The picture shows a pipe that looks as though it might come from a tobacco store advertisement. Magritte painted below the pipe: "Ceci n'est pas une pipe" (This is not a pipe), which seems a contradiction but is actually true. The painting is not a pipe, but rather an image of a pipe. As Magritte himself commented: "The famous pipe. How people reproached me for it! And yet, could you stuff my pipe? No, it’s just a representation, is it not? So if I had written on my picture ‘This is a pipe,’ I’d have been lying!" (cited in Harry Torczyner, Magritte: Ideas and Images, p. 71.)
Magritte extends the style and effect in his 1930 painting, The Key of Dreams.
[edit] In popular culture
Countless other works of art or entertainment have made use of the phrase "Ceci n'est pas...", a translation, or a variation on the concept of the difference between an image and a symbol, one example being The Simpsons couch gag for the season nineteen episode "That 90's Show" where The Simpsons are seated on the couch with the caption, "Ceci n'est pas une couch gag".

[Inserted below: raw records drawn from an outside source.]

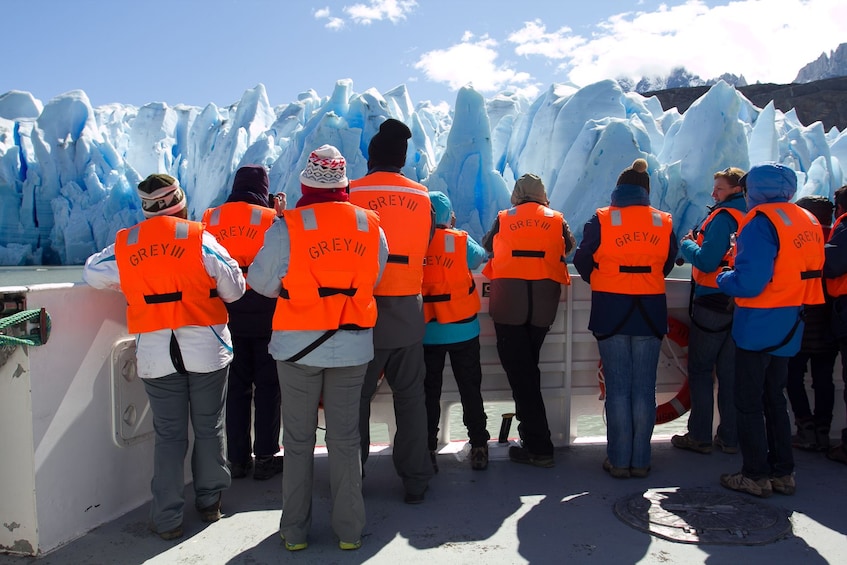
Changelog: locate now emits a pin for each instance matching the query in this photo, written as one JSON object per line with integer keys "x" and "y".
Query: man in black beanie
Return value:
{"x": 407, "y": 218}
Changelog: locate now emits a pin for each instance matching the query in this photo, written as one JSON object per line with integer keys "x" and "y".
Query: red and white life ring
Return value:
{"x": 681, "y": 403}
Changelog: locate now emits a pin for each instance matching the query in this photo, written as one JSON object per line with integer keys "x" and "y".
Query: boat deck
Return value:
{"x": 509, "y": 513}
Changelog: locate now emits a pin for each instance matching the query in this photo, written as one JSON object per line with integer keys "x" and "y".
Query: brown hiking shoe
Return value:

[edit] Literary and cultural criticism
French literary critic and philosopher Michel Foucault discusses the painting and its paradox in his 1973 book, This is not a Pipe (English edition, 1991).
In Scott McCloud's Understanding Comics, the painting is used as an introduction to the second chapter. McCloud points out that not only is the version that appears in his book not a pipe; it is several printed copies of a drawing of a painting of a pipe.
Douglas Hofstadter also discusses this painting and other images like it in his book Gödel, Escher, Bach: an Eternal Golden Braid, a treatise on formal systems and intelligence.